This is an experimental Swift library to show how to connect to a remote Apache Spark Connect Server and run SQL statements to manipulate remote data.
So far, this library project is tracking the upstream changes of Apache Arrow project's Swift-support.
- Apache Spark 4.0.0 (May 2025)
- Swift 6.0 (2024) or 6.1 (2025)
- gRPC Swift 2.2 (May 2025)
- gRPC Swift Protobuf 1.3 (May 2025)
- gRPC Swift NIO Transport 1.1 (May 2025)

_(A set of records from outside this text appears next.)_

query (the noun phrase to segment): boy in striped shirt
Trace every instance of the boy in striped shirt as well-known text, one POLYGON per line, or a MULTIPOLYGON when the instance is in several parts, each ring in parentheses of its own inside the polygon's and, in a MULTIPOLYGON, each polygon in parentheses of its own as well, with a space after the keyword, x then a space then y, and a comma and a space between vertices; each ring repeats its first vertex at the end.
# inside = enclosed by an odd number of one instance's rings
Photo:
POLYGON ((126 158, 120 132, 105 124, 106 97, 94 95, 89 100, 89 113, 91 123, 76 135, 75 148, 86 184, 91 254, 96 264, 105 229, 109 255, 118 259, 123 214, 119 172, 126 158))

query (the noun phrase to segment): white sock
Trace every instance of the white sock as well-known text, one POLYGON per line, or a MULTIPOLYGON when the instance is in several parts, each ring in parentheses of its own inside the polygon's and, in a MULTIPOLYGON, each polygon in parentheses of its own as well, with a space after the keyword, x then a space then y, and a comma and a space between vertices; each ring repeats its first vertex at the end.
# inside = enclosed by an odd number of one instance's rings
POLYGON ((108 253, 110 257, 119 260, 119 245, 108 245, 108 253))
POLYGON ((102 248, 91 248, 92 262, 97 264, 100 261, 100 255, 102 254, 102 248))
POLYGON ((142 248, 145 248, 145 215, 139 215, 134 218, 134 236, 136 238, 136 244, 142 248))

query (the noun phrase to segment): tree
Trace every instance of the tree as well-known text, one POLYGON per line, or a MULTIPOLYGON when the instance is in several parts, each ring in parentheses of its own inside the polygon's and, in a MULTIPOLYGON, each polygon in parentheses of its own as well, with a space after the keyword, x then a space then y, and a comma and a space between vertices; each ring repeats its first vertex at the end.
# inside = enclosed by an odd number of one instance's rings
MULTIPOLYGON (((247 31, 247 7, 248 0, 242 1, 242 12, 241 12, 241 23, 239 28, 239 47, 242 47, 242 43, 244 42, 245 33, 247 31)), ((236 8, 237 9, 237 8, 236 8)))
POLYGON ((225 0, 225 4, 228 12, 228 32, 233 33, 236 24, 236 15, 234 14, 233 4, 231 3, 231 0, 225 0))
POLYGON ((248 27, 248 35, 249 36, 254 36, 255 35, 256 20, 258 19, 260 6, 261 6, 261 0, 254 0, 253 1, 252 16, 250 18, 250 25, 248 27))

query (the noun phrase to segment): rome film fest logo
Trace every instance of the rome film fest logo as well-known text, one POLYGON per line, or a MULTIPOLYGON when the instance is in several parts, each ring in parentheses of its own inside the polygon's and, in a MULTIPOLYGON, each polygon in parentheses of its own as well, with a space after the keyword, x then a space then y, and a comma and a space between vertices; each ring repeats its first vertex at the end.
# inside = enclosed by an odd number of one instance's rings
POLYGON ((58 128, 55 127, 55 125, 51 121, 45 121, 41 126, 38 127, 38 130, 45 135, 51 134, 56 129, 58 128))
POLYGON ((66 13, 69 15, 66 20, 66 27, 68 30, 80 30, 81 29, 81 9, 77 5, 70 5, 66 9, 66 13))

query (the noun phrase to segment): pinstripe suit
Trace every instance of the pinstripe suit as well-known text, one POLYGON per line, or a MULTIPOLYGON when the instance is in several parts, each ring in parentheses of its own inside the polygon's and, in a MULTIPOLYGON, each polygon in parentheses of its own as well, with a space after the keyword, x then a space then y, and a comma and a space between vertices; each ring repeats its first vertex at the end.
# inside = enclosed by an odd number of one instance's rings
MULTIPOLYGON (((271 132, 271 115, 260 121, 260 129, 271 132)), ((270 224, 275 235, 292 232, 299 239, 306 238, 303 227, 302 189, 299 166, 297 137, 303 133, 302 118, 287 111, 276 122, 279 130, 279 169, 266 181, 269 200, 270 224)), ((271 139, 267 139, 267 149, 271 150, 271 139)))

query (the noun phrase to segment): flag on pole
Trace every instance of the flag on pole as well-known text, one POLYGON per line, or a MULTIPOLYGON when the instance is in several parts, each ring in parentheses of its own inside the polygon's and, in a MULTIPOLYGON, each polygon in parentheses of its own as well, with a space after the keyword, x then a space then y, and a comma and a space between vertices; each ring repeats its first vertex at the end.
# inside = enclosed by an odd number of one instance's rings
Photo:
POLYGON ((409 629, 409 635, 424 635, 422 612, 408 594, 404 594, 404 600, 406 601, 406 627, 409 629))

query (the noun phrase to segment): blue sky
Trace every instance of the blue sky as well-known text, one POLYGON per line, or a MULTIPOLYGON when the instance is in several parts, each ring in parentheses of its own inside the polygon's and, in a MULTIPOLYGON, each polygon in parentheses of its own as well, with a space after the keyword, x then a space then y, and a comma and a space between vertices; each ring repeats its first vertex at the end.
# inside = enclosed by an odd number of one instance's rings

- FlatBuffers v25.2.10 (February 2025)
- Apache Arrow Swift
Create a Swift project.
mkdir SparkConnectSwiftApp
cd SparkConnectSwiftApp
swift package init --name SparkConnectSwiftApp --type executable
Add SparkConnect
package to the dependency like the following
$ cat Package.swift
import PackageDescription
let package = Package(
name: "SparkConnectSwiftApp",
platforms: [
.macOS(.v15)
],
dependencies: [
.package(url: "https://github.com/apache/spark-connect-swift.git", branch: "main")
],
targets: [
.executableTarget(
name: "SparkConnectSwiftApp",
dependencies: [.product(name: "SparkConnect", package: "spark-connect-swift")]
)
]
)
Use SparkSession
of SparkConnect
module in Swift.
$ cat Sources/main.swift
import SparkConnect
let spark = try await SparkSession.builder.getOrCreate()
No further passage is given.